Sandra Hüller überzeugt als Mann in neuem Kinofilm "Rose"
Mit kurzem Haar, einem staubigen Hut und einer markanten Narbe im Gesicht ist Sandra Hüller (48) in ihrer neuen Rolle kaum wiederzuerkennen. Im Historienfilm "Rose" von Regisseur Markus Schleinzer schlüpft die Schauspielerin in die Haut einer Frau, die sich im 17. Jahrhundert als Mann ausgibt – und damit ihr Leben riskiert. Der Film läuft ab sofort in den deutschen Kinos. Ihre Figur kehrt als vermeintlicher Soldat aus dem Dreißigjährigen Krieg zurück, lebt das Leben eines gefallenen Kameraden weiter und ergattert so einen Hof und ein Stück Freiheit in einer von Männern dominierten Welt. Für diese schauspielerische Leistung wurde Sandra bereits bei der Weltpremiere auf der Berlinale 2026 mit dem Silbernen Bären für die beste schauspielerische Leistung in einer Hauptrolle ausgezeichnet.

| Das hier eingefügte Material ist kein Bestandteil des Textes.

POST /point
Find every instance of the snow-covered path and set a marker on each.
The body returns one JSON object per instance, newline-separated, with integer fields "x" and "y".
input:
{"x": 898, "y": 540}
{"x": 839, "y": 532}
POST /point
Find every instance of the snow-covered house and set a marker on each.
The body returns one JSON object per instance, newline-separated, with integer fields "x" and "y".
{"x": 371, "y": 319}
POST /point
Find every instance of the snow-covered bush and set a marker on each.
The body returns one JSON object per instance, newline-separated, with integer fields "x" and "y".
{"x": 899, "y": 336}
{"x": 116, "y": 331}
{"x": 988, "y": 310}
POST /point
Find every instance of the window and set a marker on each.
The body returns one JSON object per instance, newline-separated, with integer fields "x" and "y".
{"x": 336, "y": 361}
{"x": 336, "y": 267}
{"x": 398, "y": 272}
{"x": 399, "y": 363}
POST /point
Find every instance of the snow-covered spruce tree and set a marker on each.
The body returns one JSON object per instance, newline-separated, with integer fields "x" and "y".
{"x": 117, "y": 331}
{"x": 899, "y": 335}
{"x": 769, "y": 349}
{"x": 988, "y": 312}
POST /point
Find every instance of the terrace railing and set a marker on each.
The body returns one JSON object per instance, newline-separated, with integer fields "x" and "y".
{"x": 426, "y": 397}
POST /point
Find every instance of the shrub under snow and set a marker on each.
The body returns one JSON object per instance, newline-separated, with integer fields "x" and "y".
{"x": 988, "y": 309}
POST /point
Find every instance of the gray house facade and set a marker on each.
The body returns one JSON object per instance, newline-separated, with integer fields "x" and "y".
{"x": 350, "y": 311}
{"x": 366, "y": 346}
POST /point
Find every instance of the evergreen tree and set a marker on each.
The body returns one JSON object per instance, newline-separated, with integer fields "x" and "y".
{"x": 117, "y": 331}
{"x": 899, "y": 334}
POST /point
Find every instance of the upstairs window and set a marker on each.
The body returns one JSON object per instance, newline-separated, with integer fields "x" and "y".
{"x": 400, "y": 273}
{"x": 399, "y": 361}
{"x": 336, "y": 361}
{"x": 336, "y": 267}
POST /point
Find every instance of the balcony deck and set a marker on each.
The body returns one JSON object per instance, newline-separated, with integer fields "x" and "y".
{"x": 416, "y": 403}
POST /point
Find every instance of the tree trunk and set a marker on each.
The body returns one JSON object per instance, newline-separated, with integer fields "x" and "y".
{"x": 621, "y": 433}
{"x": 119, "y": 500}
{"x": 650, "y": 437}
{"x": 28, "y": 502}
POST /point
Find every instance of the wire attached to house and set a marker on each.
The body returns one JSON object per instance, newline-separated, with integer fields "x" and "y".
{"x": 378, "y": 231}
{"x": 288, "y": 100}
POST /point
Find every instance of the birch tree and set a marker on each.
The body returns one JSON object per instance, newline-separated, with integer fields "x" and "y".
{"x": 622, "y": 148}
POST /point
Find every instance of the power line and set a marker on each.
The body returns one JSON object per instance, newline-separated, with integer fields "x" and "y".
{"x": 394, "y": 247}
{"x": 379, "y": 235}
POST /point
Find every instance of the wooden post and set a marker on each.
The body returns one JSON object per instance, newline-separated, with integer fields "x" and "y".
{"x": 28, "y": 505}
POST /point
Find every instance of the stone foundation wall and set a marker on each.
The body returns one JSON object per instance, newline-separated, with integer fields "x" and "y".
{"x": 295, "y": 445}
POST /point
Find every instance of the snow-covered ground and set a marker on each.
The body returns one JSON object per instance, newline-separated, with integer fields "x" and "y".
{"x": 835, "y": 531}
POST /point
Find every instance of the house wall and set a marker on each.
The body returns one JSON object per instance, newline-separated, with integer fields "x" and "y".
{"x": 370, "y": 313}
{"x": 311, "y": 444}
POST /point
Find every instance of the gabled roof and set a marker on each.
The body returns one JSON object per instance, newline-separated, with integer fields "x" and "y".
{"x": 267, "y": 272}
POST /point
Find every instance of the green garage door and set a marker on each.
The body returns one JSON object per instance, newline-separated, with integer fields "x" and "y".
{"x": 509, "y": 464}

Um ihren Betrug noch glaubhafter zu machen, plant ihre Figur zusätzlich eine arrangierte Ehe mit der Bauerntochter Suzanna, gespielt von Caro Braun. Filmkritiker Knut Elstermann lobte gegenüber dem MDR, dass Hüller die Rolle "konsequent und radikal" spiele und mit einer "ungeheuren Intensität und Klugheit" an ihre Figur herangehe – "mit kompletter Hingabe". Gerade im Zusammenspiel mit Caro zeige sich, dass Sandra sich trotz ihres internationalen Starruhms nicht in den Vordergrund spiele. Das strenge, in Schwarz-Weiß gehaltene Drama thematisiert Geschlechterrollen und Selbstbestimmung – in historischem Gewand, aber mit hochaktuellem Bezug.
Sandra selbst beschreibt ihre Rolle im Gespräch mit dem MDR als einzigartige Herausforderung: "Als Schauspielerin verkleidet man sich die ganze Zeit. Nur ist das nicht lebensbedrohlich." Besonders fasziniert habe sie das Thema Identität und die Frage, inwieweit man "man selbst sein kann": "Das hat mich sehr interessiert, weil es eben auch mit meinem Beruf verbunden ist." Die Figur der Rose ist historisch inspiriert – Regisseur Markus Schleinzer und sein Co-Autor stießen auf rund 300 verbürgte Fälle von Frauen, die sich als Männer ausgaben, und zwar in Gerichtsakten und Tagebüchern. Sandra ist seit Jahren eine der gefragtesten Schauspielerinnen Deutschlands und war zuletzt auch für einen Oscar nominiert.